視た(・・)ところ、ミヅキ様はお優しい方のようですから。何も案ずることはありません」

「でも、俺……」

「無意識に何かを求めてしまう自分が恐ろしいのですか」

「……たぶん」

「ふむ」


 うっすらと開いたディータの眼が、イナを見据えている。

 その瞳が赤いせいかは分からないが――イナはほぼ反射的に、目を逸らしていた。

 恥じらいもやや混じっているようだが、イナはそれを自認できていないようだった。

 ゆえに彼は、自分に対して勘違いをしていた。


 ――俺も、同じなんじゃないか。普通じゃない目を怖がってる……。


「では、ひとまずはそのままでおられるのが一番かと思います」

「え?」


 意味深にも思えることを言い、ディータは席を立つ。


「劇的な変化はきっと、心身が拒んでしまうでしょうから。こうしたお話であればいくらでもお付き合いいたしますゆえ」

「ん、んん……?」


 それでいいのだろうかと、口にはせずとも腕を組んで首をかしげるイナ。


「もしもそんな自分がおかしい、嫌だと思ってしまうのでしたら、ひとまずは食欲や睡眠欲をお満たし下さい。空腹と不十分な睡眠は精神にも不調をきたしますゆえ」

「ディータさんは、休まなくていいんですか?」


 イナも後を追うように席を立って、部屋を後にしようとするディータに問う。

 すると彼女は、やや意外そうな顔をして振り向いた。


「私は、皆様に尽くすだけの道具ですから」

「ど、道具って……」

「使用人とはそういうものなのです。《仕える》が《使える》と読みが同じであるように、奉仕することでしか己の存在価値を示すことができないものなのです。私のようなものは特に」


 自虐を越えた、ある種の狂気や凝り固まった諦念のようなものを感じたイナは、僅かに肌が粟立った。

 例えば――彼が架空で幾度となく見た、戦いの中でしか生きる価値を見いだせないでいる若き軍人のような。

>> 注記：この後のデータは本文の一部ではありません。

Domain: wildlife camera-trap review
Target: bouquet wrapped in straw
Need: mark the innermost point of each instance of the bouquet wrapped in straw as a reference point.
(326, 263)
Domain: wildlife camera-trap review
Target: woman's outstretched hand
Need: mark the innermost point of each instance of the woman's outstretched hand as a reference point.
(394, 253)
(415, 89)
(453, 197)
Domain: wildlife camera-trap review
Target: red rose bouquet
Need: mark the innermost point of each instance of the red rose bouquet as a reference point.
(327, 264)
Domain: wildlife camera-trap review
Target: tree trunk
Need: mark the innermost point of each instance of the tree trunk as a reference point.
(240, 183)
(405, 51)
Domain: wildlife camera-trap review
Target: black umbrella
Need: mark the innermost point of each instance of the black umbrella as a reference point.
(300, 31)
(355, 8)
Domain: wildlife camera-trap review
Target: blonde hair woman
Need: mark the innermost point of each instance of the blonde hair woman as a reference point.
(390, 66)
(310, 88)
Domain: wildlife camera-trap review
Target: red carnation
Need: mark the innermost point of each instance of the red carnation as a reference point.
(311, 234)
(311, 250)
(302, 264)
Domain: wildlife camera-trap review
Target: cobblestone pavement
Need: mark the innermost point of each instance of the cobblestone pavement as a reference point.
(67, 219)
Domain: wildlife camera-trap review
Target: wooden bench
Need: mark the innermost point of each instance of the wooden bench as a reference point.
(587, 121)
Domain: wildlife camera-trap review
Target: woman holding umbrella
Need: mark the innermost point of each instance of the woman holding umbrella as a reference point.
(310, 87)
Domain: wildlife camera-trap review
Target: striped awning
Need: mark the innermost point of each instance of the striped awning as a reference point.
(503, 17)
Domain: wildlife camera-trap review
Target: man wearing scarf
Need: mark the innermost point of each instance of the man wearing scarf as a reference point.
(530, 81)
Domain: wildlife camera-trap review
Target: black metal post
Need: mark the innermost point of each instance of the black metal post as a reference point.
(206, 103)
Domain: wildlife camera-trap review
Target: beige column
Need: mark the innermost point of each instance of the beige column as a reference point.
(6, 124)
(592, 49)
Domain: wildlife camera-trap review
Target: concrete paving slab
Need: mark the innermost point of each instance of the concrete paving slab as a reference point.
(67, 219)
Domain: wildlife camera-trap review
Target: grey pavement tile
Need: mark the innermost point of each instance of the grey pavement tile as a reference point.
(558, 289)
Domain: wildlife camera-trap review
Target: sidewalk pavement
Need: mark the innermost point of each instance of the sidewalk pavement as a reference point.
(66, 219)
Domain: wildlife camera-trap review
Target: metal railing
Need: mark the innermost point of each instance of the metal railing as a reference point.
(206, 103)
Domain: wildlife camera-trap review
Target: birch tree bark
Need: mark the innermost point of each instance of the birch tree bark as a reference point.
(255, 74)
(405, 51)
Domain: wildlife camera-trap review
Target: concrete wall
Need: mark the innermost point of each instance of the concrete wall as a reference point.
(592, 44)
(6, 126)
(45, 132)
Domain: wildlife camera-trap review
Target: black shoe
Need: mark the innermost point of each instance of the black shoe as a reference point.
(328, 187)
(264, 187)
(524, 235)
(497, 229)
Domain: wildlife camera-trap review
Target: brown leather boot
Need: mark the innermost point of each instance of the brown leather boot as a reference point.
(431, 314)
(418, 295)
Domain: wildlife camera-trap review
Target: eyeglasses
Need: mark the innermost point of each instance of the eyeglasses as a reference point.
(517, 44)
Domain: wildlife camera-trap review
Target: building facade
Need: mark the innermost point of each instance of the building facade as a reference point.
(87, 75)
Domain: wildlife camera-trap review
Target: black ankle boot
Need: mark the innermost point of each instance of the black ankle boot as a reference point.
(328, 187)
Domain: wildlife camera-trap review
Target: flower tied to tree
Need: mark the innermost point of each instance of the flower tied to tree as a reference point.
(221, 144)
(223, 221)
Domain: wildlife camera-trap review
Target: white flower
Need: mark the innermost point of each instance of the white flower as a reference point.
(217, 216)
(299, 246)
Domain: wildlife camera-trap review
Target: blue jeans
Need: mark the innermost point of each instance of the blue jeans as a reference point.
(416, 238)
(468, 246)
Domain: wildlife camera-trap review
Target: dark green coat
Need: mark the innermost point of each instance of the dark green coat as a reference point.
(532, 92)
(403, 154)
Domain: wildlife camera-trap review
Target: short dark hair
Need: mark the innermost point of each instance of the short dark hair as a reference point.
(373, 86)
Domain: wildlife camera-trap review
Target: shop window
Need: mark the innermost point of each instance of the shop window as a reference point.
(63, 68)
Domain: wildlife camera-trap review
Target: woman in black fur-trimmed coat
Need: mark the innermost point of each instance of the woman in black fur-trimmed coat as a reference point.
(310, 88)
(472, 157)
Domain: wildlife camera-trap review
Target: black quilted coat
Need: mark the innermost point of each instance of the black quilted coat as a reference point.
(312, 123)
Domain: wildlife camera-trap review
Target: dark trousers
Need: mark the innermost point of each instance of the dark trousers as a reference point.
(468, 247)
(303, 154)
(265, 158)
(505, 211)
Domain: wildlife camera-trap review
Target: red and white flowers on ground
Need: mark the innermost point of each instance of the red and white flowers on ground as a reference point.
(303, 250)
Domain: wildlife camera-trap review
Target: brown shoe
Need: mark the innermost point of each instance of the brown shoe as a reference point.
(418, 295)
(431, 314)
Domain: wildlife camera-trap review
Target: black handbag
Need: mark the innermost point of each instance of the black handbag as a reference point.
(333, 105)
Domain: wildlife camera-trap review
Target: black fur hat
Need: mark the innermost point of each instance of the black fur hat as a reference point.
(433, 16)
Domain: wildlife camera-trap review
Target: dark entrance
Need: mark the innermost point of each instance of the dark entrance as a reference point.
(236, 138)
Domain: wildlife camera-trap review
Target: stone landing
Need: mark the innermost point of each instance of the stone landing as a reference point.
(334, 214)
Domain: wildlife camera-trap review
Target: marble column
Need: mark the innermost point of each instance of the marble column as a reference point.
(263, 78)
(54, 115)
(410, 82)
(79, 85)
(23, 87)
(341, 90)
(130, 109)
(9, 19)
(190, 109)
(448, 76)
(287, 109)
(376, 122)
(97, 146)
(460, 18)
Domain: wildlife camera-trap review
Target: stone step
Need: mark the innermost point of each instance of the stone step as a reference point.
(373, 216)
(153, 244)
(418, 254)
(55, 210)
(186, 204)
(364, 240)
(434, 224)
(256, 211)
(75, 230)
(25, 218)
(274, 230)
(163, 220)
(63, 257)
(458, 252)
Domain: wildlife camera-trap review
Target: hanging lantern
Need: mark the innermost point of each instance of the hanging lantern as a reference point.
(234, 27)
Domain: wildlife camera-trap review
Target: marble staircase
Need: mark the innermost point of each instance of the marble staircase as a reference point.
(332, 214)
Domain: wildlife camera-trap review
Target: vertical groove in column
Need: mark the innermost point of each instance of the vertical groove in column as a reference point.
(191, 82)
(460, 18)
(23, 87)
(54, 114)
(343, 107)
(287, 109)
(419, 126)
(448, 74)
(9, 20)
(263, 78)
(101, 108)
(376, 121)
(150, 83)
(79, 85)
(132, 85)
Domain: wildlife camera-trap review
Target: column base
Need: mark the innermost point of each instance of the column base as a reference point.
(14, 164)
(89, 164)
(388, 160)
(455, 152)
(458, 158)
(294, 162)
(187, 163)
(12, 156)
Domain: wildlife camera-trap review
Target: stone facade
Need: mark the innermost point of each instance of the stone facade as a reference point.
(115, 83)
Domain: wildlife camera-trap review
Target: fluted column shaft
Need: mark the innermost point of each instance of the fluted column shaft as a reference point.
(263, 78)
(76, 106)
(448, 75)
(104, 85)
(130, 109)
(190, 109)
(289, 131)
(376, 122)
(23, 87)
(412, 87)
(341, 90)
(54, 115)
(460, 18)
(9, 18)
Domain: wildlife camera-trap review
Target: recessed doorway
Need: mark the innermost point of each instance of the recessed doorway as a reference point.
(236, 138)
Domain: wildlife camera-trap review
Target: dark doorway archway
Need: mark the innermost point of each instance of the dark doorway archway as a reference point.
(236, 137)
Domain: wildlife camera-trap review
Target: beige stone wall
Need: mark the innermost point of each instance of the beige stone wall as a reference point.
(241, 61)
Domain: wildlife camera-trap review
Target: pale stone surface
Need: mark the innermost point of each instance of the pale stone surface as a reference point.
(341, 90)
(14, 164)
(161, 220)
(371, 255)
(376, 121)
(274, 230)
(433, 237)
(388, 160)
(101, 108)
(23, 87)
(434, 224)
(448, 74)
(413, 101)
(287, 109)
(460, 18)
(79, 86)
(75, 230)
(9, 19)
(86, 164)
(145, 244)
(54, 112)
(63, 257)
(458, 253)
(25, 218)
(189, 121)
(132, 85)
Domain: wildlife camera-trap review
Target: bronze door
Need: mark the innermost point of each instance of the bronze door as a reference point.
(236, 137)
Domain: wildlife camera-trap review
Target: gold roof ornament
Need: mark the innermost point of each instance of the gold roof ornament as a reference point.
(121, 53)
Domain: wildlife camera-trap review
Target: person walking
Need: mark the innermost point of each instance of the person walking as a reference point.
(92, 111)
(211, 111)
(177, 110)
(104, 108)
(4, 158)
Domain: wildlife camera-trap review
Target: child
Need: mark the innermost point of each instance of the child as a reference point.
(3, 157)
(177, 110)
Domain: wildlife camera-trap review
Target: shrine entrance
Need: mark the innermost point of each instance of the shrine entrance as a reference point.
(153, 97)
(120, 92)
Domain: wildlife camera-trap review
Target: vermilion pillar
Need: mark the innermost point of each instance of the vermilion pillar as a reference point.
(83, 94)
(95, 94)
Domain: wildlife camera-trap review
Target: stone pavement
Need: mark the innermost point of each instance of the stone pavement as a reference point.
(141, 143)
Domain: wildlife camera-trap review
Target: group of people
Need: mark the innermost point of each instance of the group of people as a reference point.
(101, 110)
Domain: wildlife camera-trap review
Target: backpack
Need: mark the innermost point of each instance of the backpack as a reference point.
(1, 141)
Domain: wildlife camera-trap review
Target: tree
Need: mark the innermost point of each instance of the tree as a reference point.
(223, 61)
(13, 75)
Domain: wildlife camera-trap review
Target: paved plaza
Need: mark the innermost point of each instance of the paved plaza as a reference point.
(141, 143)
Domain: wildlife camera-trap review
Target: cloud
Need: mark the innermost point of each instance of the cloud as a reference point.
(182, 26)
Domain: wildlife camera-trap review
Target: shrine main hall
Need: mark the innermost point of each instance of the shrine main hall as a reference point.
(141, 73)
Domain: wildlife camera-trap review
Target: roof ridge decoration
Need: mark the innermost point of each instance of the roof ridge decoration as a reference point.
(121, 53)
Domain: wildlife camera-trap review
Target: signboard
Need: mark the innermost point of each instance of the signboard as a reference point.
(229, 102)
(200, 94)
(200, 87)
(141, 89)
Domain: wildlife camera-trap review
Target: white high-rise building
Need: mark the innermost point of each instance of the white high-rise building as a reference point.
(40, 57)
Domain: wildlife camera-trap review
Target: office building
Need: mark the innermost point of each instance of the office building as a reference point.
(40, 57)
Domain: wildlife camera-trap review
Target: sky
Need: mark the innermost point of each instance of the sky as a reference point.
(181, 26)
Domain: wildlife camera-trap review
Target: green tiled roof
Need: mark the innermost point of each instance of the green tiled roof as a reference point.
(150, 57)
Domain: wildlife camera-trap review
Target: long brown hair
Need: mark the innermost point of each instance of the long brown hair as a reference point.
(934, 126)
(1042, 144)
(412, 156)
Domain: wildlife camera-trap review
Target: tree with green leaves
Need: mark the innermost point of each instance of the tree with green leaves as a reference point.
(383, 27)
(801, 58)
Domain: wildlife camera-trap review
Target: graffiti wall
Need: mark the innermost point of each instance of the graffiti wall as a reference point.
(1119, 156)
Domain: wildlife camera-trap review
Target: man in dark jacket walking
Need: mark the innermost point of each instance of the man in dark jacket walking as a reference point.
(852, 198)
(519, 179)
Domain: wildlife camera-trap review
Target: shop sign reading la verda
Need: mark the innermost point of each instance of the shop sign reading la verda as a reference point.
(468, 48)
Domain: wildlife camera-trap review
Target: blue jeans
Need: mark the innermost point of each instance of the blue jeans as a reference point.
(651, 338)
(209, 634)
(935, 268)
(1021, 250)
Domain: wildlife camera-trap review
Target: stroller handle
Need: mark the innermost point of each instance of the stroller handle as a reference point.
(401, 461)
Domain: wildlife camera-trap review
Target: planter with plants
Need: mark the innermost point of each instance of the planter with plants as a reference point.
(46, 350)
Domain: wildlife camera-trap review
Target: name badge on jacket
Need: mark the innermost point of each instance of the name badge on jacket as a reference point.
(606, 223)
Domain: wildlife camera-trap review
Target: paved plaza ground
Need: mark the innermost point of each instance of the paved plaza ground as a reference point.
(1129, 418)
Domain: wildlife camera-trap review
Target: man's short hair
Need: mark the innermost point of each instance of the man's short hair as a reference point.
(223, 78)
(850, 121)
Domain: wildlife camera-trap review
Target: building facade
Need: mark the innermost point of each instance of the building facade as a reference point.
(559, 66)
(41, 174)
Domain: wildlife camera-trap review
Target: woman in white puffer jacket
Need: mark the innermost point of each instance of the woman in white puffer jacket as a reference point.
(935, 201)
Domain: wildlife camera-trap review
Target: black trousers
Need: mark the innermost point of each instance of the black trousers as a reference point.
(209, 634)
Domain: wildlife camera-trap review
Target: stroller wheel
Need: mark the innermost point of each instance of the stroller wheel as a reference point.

 別物ではあるが、生きるうえでの何かを大きく犠牲にしているかのような側面に関しては、似たものが感じられていた。


 ――それで、この人はいいのか?


「そんな顔をなさらずとも、私は日々を楽んでおります。お気持ちだけ受け取らせていただきますね」

「あ……」

「では、失礼いたします。申し訳ありません、私からばかりお話してしまって」


 イナが何かを言わねばと迷っている間に、ディータは素早く部屋を後にした。

 というよりは、イナが遅すぎたのだ。

 それ以上に、ディータの張っていた心の壁のようなものが、分厚すぎているような気もしていた。


 かくして一人取り残されたイナは、倒れ込むようにベッドに身を預ける。

 洗いたての暖かさとふかふかの柔らかさは心地よいが、自宅のものと違う洗剤の香りには違和感を覚える。


 ――……地雷、踏んだのかな。


 ディータが怒っている素振りはなかったが、心の中は穏やかではなかったのかもしれない。

 結局のところ、彼女がそうと言わない限りは確認できないことなのだが。


「………」


 寝ようにも寝る気分になれないイナは、テーブルの上にディータが用意した軽食があることを思い出し身を起こす。

 否応なく彼女のことを思い出してしまうが、素直な食欲がそれを上回る。

 腹が鳴る前にとイナは再度同じ席に座り、徐にサンドイッチに手を伸ばす。

 挟みやすいようにと考慮されたのか、あまり厚くはないトンカツが挟まれたものだ。

 やや冷めてしまっているようだが、そんなことは大して気にならない。

 しっとりとした食感と共に口に含めば、ほのかなソースの香りと共に溢れる肉汁――


 ――……うまい。


 語彙も捨てて単純にそう思いながら、イナは詰め込むように次々と口へ運んでいく。

 確かに空腹は余計なことを考える種だと、彼はしみじみと思うのだった。